At the age of 18, I already signed up paying for basic insurances.

The financial freedom of paying for my own bill was quite liberating at the same time overwhelming but up until this date, I pay for my own mobile bill and have never asked for their money to pay for any of the phones I’ve had.

If it wasn’t because of that credit card experience and the confiscating, I don’t think I’ll be able to step up and prove myself  that I can be financially freed to achieve what I want and to acquire what I need including food and cinema tickets or even shopping sprees.

Years after, fast forward. I now have my own credit card and owned two.Terminated one, kept the other which adds up mileage points and rewards, declined other bank offers and currently practicing the act of diligence, self-control and embracing the value for money.

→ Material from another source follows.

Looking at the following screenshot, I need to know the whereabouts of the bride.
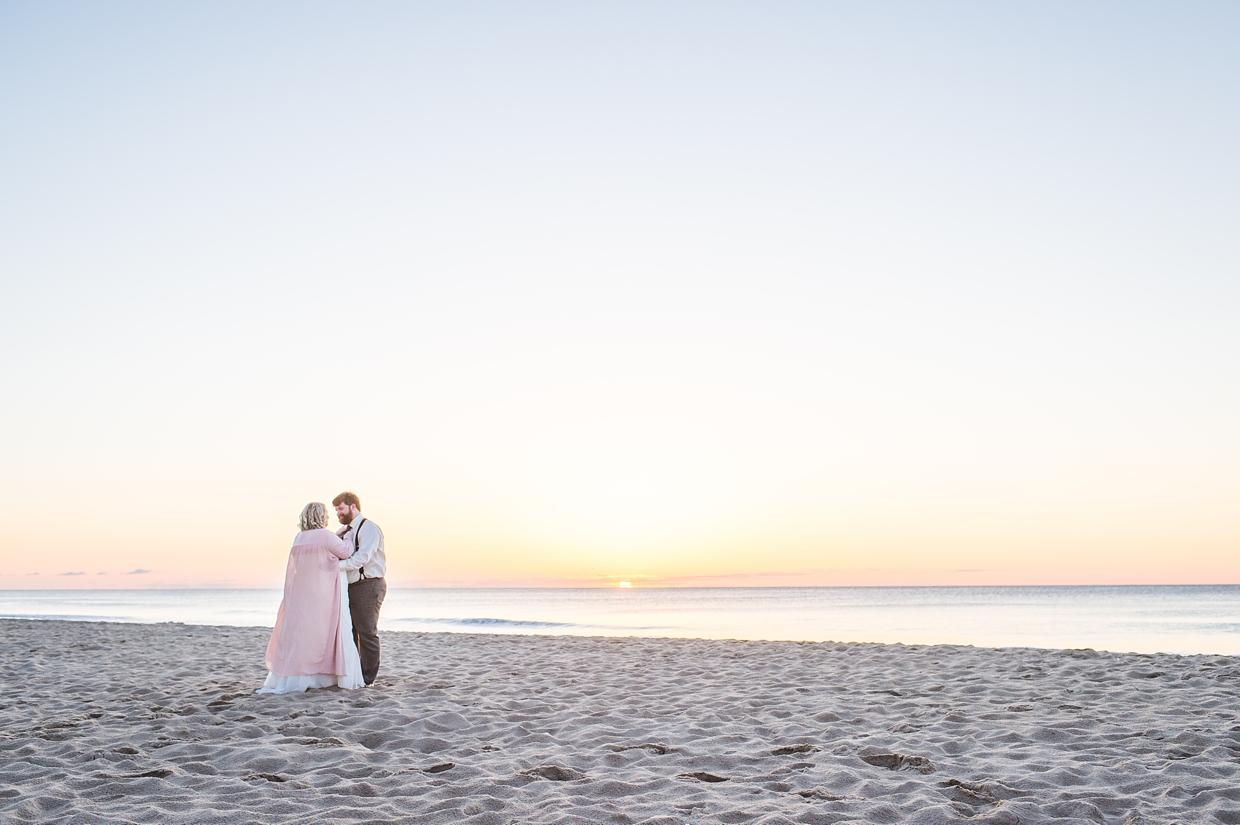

Always keep in mind that Credit Cards are money that aren’t yours but you can reverse that by maximizing and using it wisely. Swipe and pay at the end of the day through online banking and do daily monitoring of your finances – call your bank, they’d gladly reverse all additional charges just so long you pay always in full or you pay accordingly everyday. That way, you earn points and don’t accumulate interest. Keep your credit limit to minimum so you won’t go overboard.

At the age of 25, not only am I paying for my own phone bills and insurances but also other investments (and shopping).I’m still learning but hopefully, I will get there.

Hopefully before I hit or by 30, I’ll be able to generate enough money to sustain and propel. For now, I aim to educate myself on becoming financially literate and get to find the type of income that would help me flourish not only my bank account but also my future.

Three types of Income:

  1. Earned Income
  2. Portfolio Income
  3. Passive Income

One of my greatest dream is to earn more by doing less from Passive Income.